少し困ったように言うと、村儀はぴくりと眉を動かした。

「仏さんは、昔留学してたことがあったのか?」

聞かれて唯は頷いた。

「そう、聞きましたけど。何年か前に、アメリカに留学してたって。そのときに、レオンの家にホームステイでお世話になって、そのときからすごく仲良くなって、今でも親友だって」

稜夜の笑顔がまた、脳裏に浮かぶ。目を閉じて、必死で涙をこらえた。

「お前さんは、一体、2人とはどういう関係なんだ?」

聞かれて少し困惑する。

「どういうって…稜夜先輩とは同じ学校の先輩後輩で、レオンはその先輩の友人で…」

「いつ、知り合ったんだ?」

「いつ…さっきも言いましたけど、稜夜先輩とは昨日のライブで、たまたま一緒になって、まともに話したのはそのときが初めてです。

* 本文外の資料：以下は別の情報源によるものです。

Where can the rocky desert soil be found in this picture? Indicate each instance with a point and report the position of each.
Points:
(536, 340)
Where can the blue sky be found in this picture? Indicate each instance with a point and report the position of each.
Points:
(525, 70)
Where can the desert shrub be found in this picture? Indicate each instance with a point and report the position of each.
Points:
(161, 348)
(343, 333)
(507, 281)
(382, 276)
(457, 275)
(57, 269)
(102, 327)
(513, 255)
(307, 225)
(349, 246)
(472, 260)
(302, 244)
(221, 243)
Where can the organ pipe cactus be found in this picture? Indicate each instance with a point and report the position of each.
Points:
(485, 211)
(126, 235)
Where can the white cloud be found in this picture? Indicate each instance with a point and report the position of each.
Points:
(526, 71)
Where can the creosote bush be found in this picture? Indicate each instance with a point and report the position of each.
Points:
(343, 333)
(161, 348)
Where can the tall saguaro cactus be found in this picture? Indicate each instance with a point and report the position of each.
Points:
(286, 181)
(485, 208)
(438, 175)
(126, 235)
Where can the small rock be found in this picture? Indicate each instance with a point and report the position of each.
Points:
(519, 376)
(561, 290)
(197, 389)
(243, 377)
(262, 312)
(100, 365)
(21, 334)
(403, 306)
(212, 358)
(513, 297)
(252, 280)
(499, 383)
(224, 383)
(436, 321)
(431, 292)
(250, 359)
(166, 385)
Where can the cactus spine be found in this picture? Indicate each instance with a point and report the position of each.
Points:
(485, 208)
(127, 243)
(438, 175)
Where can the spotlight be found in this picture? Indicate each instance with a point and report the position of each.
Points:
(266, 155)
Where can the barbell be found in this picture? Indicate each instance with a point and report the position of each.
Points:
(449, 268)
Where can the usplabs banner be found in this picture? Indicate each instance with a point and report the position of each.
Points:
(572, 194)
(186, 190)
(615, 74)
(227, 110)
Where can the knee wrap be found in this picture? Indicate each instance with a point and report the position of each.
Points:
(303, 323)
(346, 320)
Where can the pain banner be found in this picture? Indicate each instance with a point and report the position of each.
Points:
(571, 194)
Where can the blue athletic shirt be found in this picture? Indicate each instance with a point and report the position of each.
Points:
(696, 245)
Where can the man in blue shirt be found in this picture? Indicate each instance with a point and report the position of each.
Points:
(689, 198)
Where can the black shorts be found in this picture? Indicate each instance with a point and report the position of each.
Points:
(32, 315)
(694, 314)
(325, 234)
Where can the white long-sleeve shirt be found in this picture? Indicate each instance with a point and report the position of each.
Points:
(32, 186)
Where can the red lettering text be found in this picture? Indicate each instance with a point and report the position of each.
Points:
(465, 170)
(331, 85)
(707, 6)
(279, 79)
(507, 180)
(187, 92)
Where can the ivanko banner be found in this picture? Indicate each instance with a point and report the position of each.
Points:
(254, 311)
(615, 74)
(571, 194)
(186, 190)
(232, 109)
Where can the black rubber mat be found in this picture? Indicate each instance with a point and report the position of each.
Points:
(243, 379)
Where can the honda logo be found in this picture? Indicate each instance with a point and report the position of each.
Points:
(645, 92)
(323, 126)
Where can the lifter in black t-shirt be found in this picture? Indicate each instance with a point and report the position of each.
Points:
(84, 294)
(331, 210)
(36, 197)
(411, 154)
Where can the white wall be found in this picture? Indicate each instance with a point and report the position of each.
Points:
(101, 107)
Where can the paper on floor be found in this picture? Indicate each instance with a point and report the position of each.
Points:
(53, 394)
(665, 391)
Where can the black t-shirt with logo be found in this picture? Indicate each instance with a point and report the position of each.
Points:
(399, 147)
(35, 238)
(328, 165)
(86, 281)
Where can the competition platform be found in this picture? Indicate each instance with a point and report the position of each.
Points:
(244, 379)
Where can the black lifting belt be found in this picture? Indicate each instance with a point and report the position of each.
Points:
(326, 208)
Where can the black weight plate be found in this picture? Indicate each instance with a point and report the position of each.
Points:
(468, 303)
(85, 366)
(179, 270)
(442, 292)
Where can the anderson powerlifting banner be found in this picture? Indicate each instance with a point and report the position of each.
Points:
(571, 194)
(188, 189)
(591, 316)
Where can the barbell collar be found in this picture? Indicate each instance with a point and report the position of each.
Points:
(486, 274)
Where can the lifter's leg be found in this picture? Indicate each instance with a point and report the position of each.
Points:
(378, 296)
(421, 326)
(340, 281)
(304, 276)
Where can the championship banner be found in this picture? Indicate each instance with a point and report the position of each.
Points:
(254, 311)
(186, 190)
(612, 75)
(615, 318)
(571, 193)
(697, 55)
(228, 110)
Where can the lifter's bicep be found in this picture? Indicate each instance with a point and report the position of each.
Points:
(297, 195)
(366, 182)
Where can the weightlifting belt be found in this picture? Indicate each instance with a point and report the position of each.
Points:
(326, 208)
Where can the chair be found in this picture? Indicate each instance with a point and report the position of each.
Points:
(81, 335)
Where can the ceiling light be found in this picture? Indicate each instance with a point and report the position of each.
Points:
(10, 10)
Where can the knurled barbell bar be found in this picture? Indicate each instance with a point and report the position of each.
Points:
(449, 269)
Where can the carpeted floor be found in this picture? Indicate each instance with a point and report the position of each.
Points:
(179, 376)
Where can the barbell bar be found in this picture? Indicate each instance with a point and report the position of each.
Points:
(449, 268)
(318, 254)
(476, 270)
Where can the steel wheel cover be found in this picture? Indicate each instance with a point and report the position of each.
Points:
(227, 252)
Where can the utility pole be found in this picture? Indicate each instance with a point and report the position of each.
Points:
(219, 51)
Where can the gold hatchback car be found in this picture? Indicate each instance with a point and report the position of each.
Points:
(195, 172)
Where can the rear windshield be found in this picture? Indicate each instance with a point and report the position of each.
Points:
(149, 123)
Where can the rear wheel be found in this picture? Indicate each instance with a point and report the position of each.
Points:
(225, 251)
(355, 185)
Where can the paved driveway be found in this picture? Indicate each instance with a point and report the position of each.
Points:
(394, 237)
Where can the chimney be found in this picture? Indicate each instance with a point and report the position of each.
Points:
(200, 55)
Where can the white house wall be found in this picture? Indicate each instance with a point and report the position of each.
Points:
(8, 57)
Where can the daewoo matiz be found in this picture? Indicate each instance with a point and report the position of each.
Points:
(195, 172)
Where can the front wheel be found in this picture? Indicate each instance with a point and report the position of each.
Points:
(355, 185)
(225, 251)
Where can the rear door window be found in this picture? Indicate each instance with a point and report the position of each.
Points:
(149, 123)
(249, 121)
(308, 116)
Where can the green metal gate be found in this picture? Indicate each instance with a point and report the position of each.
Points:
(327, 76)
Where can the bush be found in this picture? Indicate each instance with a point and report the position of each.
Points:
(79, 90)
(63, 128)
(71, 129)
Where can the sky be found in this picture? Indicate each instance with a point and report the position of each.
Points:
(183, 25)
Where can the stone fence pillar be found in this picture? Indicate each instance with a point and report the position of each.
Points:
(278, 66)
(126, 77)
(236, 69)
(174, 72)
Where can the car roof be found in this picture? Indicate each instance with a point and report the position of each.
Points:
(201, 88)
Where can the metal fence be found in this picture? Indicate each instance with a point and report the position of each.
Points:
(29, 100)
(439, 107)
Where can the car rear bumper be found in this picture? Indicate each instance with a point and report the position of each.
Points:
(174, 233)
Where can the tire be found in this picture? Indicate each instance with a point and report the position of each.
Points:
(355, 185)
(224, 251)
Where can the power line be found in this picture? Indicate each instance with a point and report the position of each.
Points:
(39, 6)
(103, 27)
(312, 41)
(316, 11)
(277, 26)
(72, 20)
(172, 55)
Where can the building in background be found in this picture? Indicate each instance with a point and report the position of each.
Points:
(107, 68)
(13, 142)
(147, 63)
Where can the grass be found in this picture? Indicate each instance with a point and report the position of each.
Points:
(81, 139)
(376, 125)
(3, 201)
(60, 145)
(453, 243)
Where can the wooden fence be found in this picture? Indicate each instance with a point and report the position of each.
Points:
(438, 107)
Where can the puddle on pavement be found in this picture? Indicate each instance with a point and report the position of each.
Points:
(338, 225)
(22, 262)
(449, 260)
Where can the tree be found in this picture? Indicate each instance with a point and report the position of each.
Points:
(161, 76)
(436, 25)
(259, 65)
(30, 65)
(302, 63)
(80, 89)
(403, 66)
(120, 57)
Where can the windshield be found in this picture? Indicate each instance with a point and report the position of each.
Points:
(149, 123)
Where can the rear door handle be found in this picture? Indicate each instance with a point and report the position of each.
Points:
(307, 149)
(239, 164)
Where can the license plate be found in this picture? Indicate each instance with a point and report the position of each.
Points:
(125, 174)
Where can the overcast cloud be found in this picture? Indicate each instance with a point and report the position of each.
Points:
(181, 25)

レオンだって、稜夜先輩にライブのあと、ご飯にいこうって誘われて、そのときに初めて会ったし」

唯の言葉に、村儀はふんっと呟くと、短くなったタバコを、灰皿に押し付けて火を消した。

「昨日、仏さんを最後に見たのはいつだ?」

「…その仏さんって言い方、やめてくれませんか?」

唯がしかめっ面で村儀に言うと、村儀は不思議そうに聞き返してきた。

「なぜだ?もう死んでいない人間だ。仏さんになったんだ。そう言って何が悪い」

「…っ、先輩を最後に見た記憶があるのはカラオケボックスに一緒に行ったところまでです。これで満足ですか!?」

村儀の無神経さに腹が立つ。
が、村儀の言うことは正しくて、ただ、唯は、稜夜が死んだという事実を受け入れたくなくて、村儀の呼び方が気に食わなかっただけだった。

村儀があの遺体のことを、仏さんと呼ぶたびに、稜夜が死んだという事実を突きつけられているようで、唯は胸の奥がずきずきと痛んだ。